Impulso a la Transición verde

El Plan de Recuperación, Transformación y Resiliencia contribuye a la consecución de los objetivos climáticos para 2030 y a cumplir el objetivo de neutralidad climática para 2050, buscando un crecimiento medioambientalmente sostenible y justo a medio y largo plazo. Tiene en cuenta el Pacto Verde Europeo, en consonancia con los compromisos de España y de la Unión Europea de aplicar el Acuerdo de París y de alcanzar los Objetivos de Desarrollo Sostenible de las Naciones Unidas.

El Plan refuerza el compromiso de España con la modernización y transformación verde de la economía, priorizando la transición ecológica del sistema productivo

La intención del Plan es que todos los recursos públicos y privados que se destinen a la recuperación lo hagan de manera respetuosa con los límites del planeta. Esta senda hacia la descarbonización sirve de guía para orientar las inversiones en los próximos años, para un cambio de modelo hacia una economía libre de emisiones.

Cada medida del Plan ha sido objeto de una evaluación específica para determinar su contribución a los objetivos climáticos, concluyéndose que, en conjunto, el Plan de Recuperación, Transformación y Resiliencia asigna cerca de un 40% de sus recursos totales a combatir el cambio climático.

En su ejecución, la totalidad de las medidas del Plan (reformas e inversiones) deben cumplir tanto con el principio de no causar un perjuicio significativo al medio ambiente (principio DNSH por sus siglas en inglés, “Do No Significant Harm”), como con los requisitos que permitieron reconocer su contribución climática.

Principio de no causar daño significativo al medio ambiente (DNSH)

El conjunto del Plan de Recuperación, Transformación y Resiliencia no sólo cumple escrupulosamente con la legislación ambiental, sino que, yendo más allá, conforme al principio DNSH, ninguna de las medidas del Plan puede causar daño al medio ambiente, para ninguno de los 6 objetivos medioambientales considerados en el Reglamento (UE) 2020/852 del Parlamento Europeo y del Consejo de 18 de junio de 2020 relativo al establecimiento de un marco para facilitar las inversiones sostenibles.(Reglamento de Taxonomía)

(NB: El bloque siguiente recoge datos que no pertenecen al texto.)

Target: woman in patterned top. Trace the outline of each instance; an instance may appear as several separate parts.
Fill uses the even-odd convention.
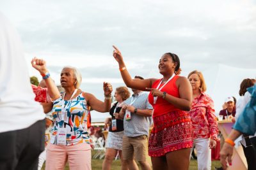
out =
[[[148,155],[154,169],[188,169],[193,145],[192,124],[185,111],[191,109],[191,87],[186,77],[179,76],[179,57],[164,53],[158,69],[162,78],[132,79],[121,52],[113,46],[113,57],[125,85],[150,91],[148,101],[154,107],[154,127],[148,140]]]
[[[34,66],[45,76],[49,75],[45,62],[40,60]],[[70,169],[91,169],[91,148],[87,131],[86,118],[88,106],[99,112],[109,111],[111,104],[112,86],[104,83],[105,100],[97,99],[93,94],[79,89],[82,77],[72,67],[65,67],[60,82],[65,92],[53,101],[54,118],[51,131],[50,143],[47,145],[45,169],[63,169],[68,161]],[[49,90],[49,89],[48,89]]]
[[[193,71],[188,78],[193,89],[193,100],[189,114],[193,123],[193,145],[197,153],[198,169],[211,169],[211,149],[215,148],[218,132],[213,101],[205,93],[206,85],[201,72]]]

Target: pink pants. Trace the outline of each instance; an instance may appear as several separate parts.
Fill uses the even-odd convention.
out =
[[[70,170],[92,169],[91,148],[89,144],[60,146],[49,143],[47,150],[46,170],[63,170],[67,160]]]

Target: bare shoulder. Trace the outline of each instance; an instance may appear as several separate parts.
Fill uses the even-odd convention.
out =
[[[150,80],[151,82],[151,85],[158,79],[157,78],[148,78]]]
[[[179,76],[176,82],[179,84],[185,83],[185,82],[186,83],[186,82],[188,82],[188,80],[185,76]]]

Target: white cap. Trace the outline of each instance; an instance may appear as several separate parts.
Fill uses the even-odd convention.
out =
[[[234,102],[234,98],[233,98],[233,97],[227,97],[227,98],[225,100],[225,103],[228,103],[228,102],[229,102],[229,101]]]

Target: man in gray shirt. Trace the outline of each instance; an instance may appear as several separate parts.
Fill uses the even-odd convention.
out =
[[[135,78],[143,79],[140,76]],[[134,157],[142,169],[151,169],[146,160],[146,152],[153,107],[148,101],[148,94],[136,89],[132,90],[132,96],[125,101],[119,115],[116,116],[124,118],[123,160],[129,169],[139,169]]]

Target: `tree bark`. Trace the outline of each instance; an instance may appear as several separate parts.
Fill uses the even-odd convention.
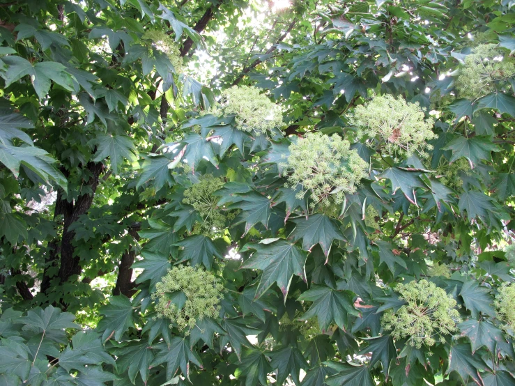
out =
[[[136,242],[139,241],[139,235],[137,232],[139,229],[139,223],[129,229],[129,234],[134,238]],[[129,248],[122,255],[120,266],[118,267],[116,284],[113,289],[113,295],[125,295],[128,298],[130,298],[136,292],[136,290],[134,289],[134,283],[132,281],[132,270],[130,268],[134,263],[135,257],[136,252],[130,245]]]

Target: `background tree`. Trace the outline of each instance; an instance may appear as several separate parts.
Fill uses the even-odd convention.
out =
[[[514,385],[512,6],[0,3],[0,385]]]

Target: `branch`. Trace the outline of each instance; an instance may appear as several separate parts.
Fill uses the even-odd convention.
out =
[[[207,9],[207,10],[202,15],[202,17],[201,17],[200,20],[197,22],[195,26],[193,27],[193,29],[194,29],[199,33],[201,33],[206,26],[208,25],[209,21],[213,18],[213,16],[215,14],[215,8],[219,8],[223,2],[224,0],[220,0],[220,3],[217,5],[215,5],[215,3],[211,4],[211,6]],[[183,58],[187,54],[187,53],[190,52],[190,49],[191,49],[192,46],[193,46],[193,40],[192,40],[191,38],[188,37],[188,38],[186,39],[186,41],[184,42],[184,44],[180,49],[181,58]]]
[[[277,41],[275,42],[275,43],[270,47],[266,52],[265,52],[265,55],[268,55],[269,54],[271,54],[274,51],[275,51],[277,49],[277,45],[279,43],[280,43],[282,41],[284,40],[284,38],[288,36],[288,34],[290,33],[290,31],[293,29],[293,26],[295,26],[295,24],[297,22],[297,19],[293,19],[291,22],[290,23],[290,25],[288,26],[288,29],[286,29],[286,32],[281,35],[279,38],[277,39]],[[248,74],[251,70],[254,68],[259,63],[263,63],[263,61],[261,59],[256,59],[250,64],[250,65],[247,65],[243,70],[241,72],[240,72],[240,75],[238,75],[238,77],[234,79],[234,82],[233,82],[231,86],[236,86],[238,83],[241,82],[241,80],[243,79],[243,77],[245,77],[247,74]]]

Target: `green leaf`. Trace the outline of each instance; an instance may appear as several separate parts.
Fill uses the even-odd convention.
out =
[[[269,353],[268,356],[272,369],[277,370],[277,385],[284,385],[289,375],[291,376],[295,385],[300,383],[300,370],[307,369],[309,364],[298,348],[291,346],[284,347]]]
[[[132,314],[134,309],[130,300],[125,296],[111,296],[109,304],[100,307],[100,313],[104,315],[98,323],[98,330],[104,330],[102,341],[105,342],[114,335],[114,339],[119,341],[123,333],[134,325]]]
[[[139,188],[153,180],[153,186],[159,190],[165,185],[170,187],[174,183],[171,178],[170,166],[174,161],[167,155],[155,155],[150,154],[145,157],[139,172],[136,187]]]
[[[415,188],[424,186],[419,177],[420,175],[420,171],[407,171],[398,167],[390,167],[376,176],[376,178],[377,180],[388,178],[392,181],[392,194],[394,194],[397,190],[400,188],[408,201],[413,205],[417,206]]]
[[[224,154],[233,145],[236,145],[240,150],[240,153],[242,156],[243,155],[243,141],[247,137],[244,132],[234,128],[231,125],[215,126],[214,129],[210,138],[217,137],[222,139],[220,150],[218,152],[220,157],[223,157]]]
[[[220,205],[220,203],[218,203]],[[268,219],[272,214],[270,200],[256,191],[243,193],[238,196],[237,202],[227,207],[229,209],[241,209],[241,212],[234,219],[233,225],[245,223],[245,234],[258,223],[265,228],[268,225]]]
[[[111,166],[116,173],[120,173],[124,159],[131,162],[137,160],[137,150],[129,137],[102,134],[98,135],[92,143],[97,145],[97,151],[93,160],[98,162],[109,157]]]
[[[193,347],[197,342],[202,340],[210,348],[213,348],[213,339],[215,334],[219,335],[225,334],[225,331],[220,327],[218,322],[209,318],[197,321],[195,327],[190,332],[190,346]]]
[[[140,284],[146,280],[151,281],[151,288],[153,288],[167,275],[168,270],[171,268],[171,264],[167,256],[160,254],[143,251],[143,258],[134,261],[131,268],[143,269],[143,272],[136,278],[136,283]]]
[[[484,386],[515,386],[515,379],[509,373],[497,371],[495,373],[484,374],[483,385]]]
[[[334,321],[338,327],[348,327],[348,315],[359,316],[353,307],[355,295],[350,291],[336,291],[326,286],[314,286],[300,295],[298,300],[313,302],[309,309],[300,319],[307,321],[316,316],[322,332],[328,331]]]
[[[190,205],[181,204],[180,208],[169,215],[171,217],[177,217],[174,223],[174,231],[178,232],[183,226],[185,226],[188,232],[196,222],[202,222],[202,217],[199,213]]]
[[[0,212],[0,237],[3,236],[10,242],[16,245],[20,238],[22,240],[29,238],[27,225],[14,213]]]
[[[391,243],[387,241],[378,240],[375,242],[375,244],[379,248],[379,265],[385,263],[394,275],[395,274],[395,263],[399,264],[403,268],[408,268],[406,262],[399,256],[393,253]]]
[[[486,287],[479,286],[477,281],[465,281],[459,295],[463,298],[465,307],[470,311],[472,318],[479,318],[479,312],[495,317],[495,310],[492,307],[493,299],[490,295],[490,290]]]
[[[481,385],[481,378],[478,372],[480,370],[484,370],[486,366],[479,355],[475,356],[472,353],[468,344],[461,343],[452,346],[449,359],[449,369],[446,374],[456,371],[466,383],[470,376],[478,385]]]
[[[356,366],[329,362],[328,366],[338,371],[325,380],[328,386],[375,386],[374,378],[367,366]]]
[[[203,264],[208,270],[211,270],[213,256],[223,257],[211,239],[203,235],[190,236],[174,245],[183,247],[179,251],[179,263],[189,261],[192,266]]]
[[[0,144],[0,162],[6,165],[17,178],[20,167],[24,166],[43,180],[55,181],[65,191],[66,178],[55,166],[56,160],[43,149],[36,146],[12,146]]]
[[[458,99],[449,105],[449,109],[456,114],[454,122],[457,122],[463,116],[472,118],[474,107],[472,102],[466,99]]]
[[[306,372],[306,376],[304,377],[301,386],[323,386],[326,385],[326,377],[336,372],[330,367],[320,364]]]
[[[265,355],[256,350],[248,350],[241,358],[239,368],[245,376],[245,386],[256,386],[258,383],[268,385],[266,374],[272,371]]]
[[[499,146],[492,144],[488,137],[477,135],[472,138],[461,135],[456,137],[443,149],[452,150],[452,156],[449,160],[451,162],[465,157],[470,163],[470,167],[477,166],[481,160],[491,160],[491,152],[501,150]]]
[[[183,142],[187,145],[183,159],[192,168],[193,173],[203,159],[218,167],[218,161],[210,141],[206,141],[198,134],[190,133],[185,137]]]
[[[515,194],[515,173],[499,173],[492,187],[500,200]]]
[[[9,110],[0,109],[0,141],[12,145],[12,139],[18,138],[29,145],[33,145],[32,139],[20,129],[32,129],[34,124],[21,114]]]
[[[224,318],[220,323],[226,334],[220,337],[220,348],[228,343],[231,343],[234,352],[239,358],[241,355],[242,346],[251,348],[252,344],[247,339],[247,335],[257,335],[259,330],[256,330],[245,323],[243,318]]]
[[[104,371],[101,367],[92,366],[81,370],[75,377],[79,386],[105,386],[106,382],[118,378],[112,373]]]
[[[247,244],[242,251],[254,249],[249,258],[243,262],[242,268],[261,270],[261,279],[256,296],[261,297],[275,282],[281,289],[286,301],[288,290],[293,275],[306,281],[305,265],[307,254],[286,240],[272,242]]]
[[[133,341],[128,346],[116,349],[114,355],[118,357],[116,364],[121,373],[128,369],[129,378],[134,383],[139,373],[143,382],[148,379],[148,369],[154,359],[152,347],[146,339]],[[170,377],[171,378],[171,377]]]
[[[319,244],[326,258],[335,240],[345,240],[335,221],[325,215],[312,215],[307,219],[299,218],[294,219],[293,222],[296,226],[288,238],[294,242],[302,239],[305,251],[311,252],[313,247]]]
[[[477,100],[477,109],[495,109],[515,116],[515,98],[504,93],[489,94]]]
[[[491,353],[495,353],[497,343],[505,341],[502,332],[486,321],[469,319],[459,324],[458,328],[461,336],[467,337],[470,340],[472,354],[484,346]]]
[[[360,350],[363,355],[371,353],[369,366],[371,368],[376,363],[381,362],[383,365],[383,371],[388,376],[388,369],[392,360],[397,357],[397,351],[394,346],[394,341],[390,335],[384,335],[376,338],[366,339],[369,345]]]
[[[167,364],[167,379],[171,379],[180,369],[183,375],[190,380],[190,365],[191,362],[201,369],[202,362],[196,353],[190,349],[186,340],[178,337],[172,338],[169,347],[166,344],[159,344],[160,352],[152,362],[151,366],[162,363]]]
[[[484,222],[489,218],[489,212],[495,212],[491,197],[473,190],[466,190],[461,194],[458,208],[462,215],[467,213],[469,219],[478,218]]]
[[[31,62],[20,56],[6,56],[2,60],[9,65],[7,71],[1,75],[6,79],[6,87],[29,75],[40,99],[48,93],[52,81],[69,91],[73,91],[73,78],[60,63],[43,61],[32,65]]]

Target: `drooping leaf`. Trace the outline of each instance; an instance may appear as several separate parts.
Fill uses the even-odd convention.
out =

Los seis objetivos medioambientales

Los seis objetivos medioambientales sobre los que se ha asegurado la ausencia de perjuicios significativos son los siguientes:

  • La mitigación del cambio climático

  • La adaptación al cambio climático

  • El uso sostenible y la protección de los recursos hídricos y marinos

  • La economía circular

  • La prevención y control de la contaminación

  • La protección y recuperación de la biodiversidad y los ecosistemas


Evaluación del principio DNSH

A la hora de evaluar una actividad económica con arreglo a estos criterios, se deberá tener en cuenta el impacto ambiental tanto de la propia actividad como de los productos y servicios generados por esa actividad a lo largo de todo su ciclo de vida, en particular teniendo en cuenta la producción, el uso y el final de vida útil de esos productos y servicios.

Es recomendable que las condiciones de selección, ejecución y justificación de las actividades financiadas con cargo al Plan tengan en cuenta tanto este principio, como el etiquetado de contribución climática.


Documentación relacionada:

Contribución climática

El Plan de Recuperación, Transformación y Resiliencia ha de contribuir al menos en un 37% a la transición ecológica. Para calcular esa contribución, la Unión Europea ha definido un sistema de etiquetado común para clasificar las actividades económicas medioambientalmente sostenibles. Esta metodología se recoge en el Anexo VI del Reglamento del Mecanismo de Recuperación y Resiliencia.

A cada inversión del Plan de Recuperación, Transformación y Resiliencia se le asigna un etiquetado de contribución climática, con unas condiciones que han de ser respetadas en la ejecución del plan.